ArticleinChest 136(5 Suppl):e30 · November 2009with5 Reads
Impact Factor: 7.48 · DOI: 10.1378/chest.117.5.1417 · Source: PubMed


    Study objectives: To examine the central inspiratory drive response to hypoxia in patients with obstructive sleep apnea (OSA), according to their circadian BP profile, and in healthy control subjects. Another objective was to evaluate the relationships among sleep architecture, hypoxic sensitivity, urinary catecholamine excretion, and BP in OSA patients, Patients and interventions: Polysomnography, 24-h ambulatory BP recording, and urinary excretion of catecholamines were simultaneously examined in 24 consecutive OSA patients and 11 healthy subjects. OSA patients were categorized as being normotensive (type 1), having BP elevation only during sleep (type 2), and as being hypertensive with elevated BP at an times (type 3), The response of mouth occlusion pressure at 0.1 s after onset (P-0.1) to progressive isocapnic hypoxic stimulation was measured, Results: There was a significant difference in the P-0.1 response to hypoxia among control subjects ([mean +/- SD] 0.353 +/- 0.129 cm H2O/%) and type 1 (0.228 +/- 0.062 cm H2O/%), type 2 (0.345 +/- 0.106 cm H2O/%), and type 3 (0.508 +/- 0.118 cm H2O/%) OSA patients.
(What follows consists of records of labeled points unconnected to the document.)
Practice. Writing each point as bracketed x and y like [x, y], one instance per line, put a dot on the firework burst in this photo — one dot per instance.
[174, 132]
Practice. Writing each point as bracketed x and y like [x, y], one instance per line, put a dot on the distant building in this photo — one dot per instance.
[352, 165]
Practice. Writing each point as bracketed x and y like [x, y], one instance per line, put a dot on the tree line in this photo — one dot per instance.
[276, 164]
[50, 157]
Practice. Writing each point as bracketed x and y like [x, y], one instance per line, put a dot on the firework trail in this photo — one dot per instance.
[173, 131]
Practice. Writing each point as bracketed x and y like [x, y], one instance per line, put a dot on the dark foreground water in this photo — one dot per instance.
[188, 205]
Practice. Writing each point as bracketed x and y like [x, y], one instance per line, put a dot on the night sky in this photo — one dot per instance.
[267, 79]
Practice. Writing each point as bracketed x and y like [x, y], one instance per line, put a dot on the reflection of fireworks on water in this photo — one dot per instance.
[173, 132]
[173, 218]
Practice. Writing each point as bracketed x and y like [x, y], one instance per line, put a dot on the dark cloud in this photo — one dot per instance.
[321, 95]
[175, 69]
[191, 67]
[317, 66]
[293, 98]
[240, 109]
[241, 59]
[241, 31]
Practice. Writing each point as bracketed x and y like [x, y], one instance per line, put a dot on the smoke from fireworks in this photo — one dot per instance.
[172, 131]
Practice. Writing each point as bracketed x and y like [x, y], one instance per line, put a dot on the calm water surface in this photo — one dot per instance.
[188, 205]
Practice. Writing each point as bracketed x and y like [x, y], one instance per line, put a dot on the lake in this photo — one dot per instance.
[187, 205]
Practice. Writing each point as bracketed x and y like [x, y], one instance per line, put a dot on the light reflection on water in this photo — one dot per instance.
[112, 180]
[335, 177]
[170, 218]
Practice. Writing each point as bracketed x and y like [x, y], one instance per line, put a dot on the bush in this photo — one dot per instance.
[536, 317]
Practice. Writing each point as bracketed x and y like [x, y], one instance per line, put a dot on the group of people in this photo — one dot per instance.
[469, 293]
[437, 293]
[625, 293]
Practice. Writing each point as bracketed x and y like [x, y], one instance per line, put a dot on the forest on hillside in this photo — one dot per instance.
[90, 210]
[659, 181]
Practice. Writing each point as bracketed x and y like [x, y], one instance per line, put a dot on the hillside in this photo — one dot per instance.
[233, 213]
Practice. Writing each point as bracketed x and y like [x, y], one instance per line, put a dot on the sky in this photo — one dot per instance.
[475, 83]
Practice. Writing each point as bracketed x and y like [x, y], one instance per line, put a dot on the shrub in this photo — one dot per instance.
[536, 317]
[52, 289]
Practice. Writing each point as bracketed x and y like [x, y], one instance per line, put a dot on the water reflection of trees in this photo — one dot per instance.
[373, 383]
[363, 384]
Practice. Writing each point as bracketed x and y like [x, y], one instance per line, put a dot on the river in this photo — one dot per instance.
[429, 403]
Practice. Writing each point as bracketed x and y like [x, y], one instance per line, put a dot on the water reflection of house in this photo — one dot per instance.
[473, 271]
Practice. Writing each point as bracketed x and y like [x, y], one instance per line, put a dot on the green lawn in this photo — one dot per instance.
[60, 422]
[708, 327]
In OSA patients, chemosensitivity was related to the apnea-hypopnea index and to the nocturnal excretion of epinephrine, Significant relationships between the nocturnal excretion of epinephrine and BP were noted. On multiple linear regression analysis, the P-0.1 response to hypoxia was the only variable significantly related to diurnal (r(2) = 0.364; p = 0.005) and nocturnal mean BP (r(2) = 0.461; p = 0.002). Conclusion: The findings of the present study suggest a possible mediating role of the peripheral chemosensitivity in the association between sleep apnea and hypertension.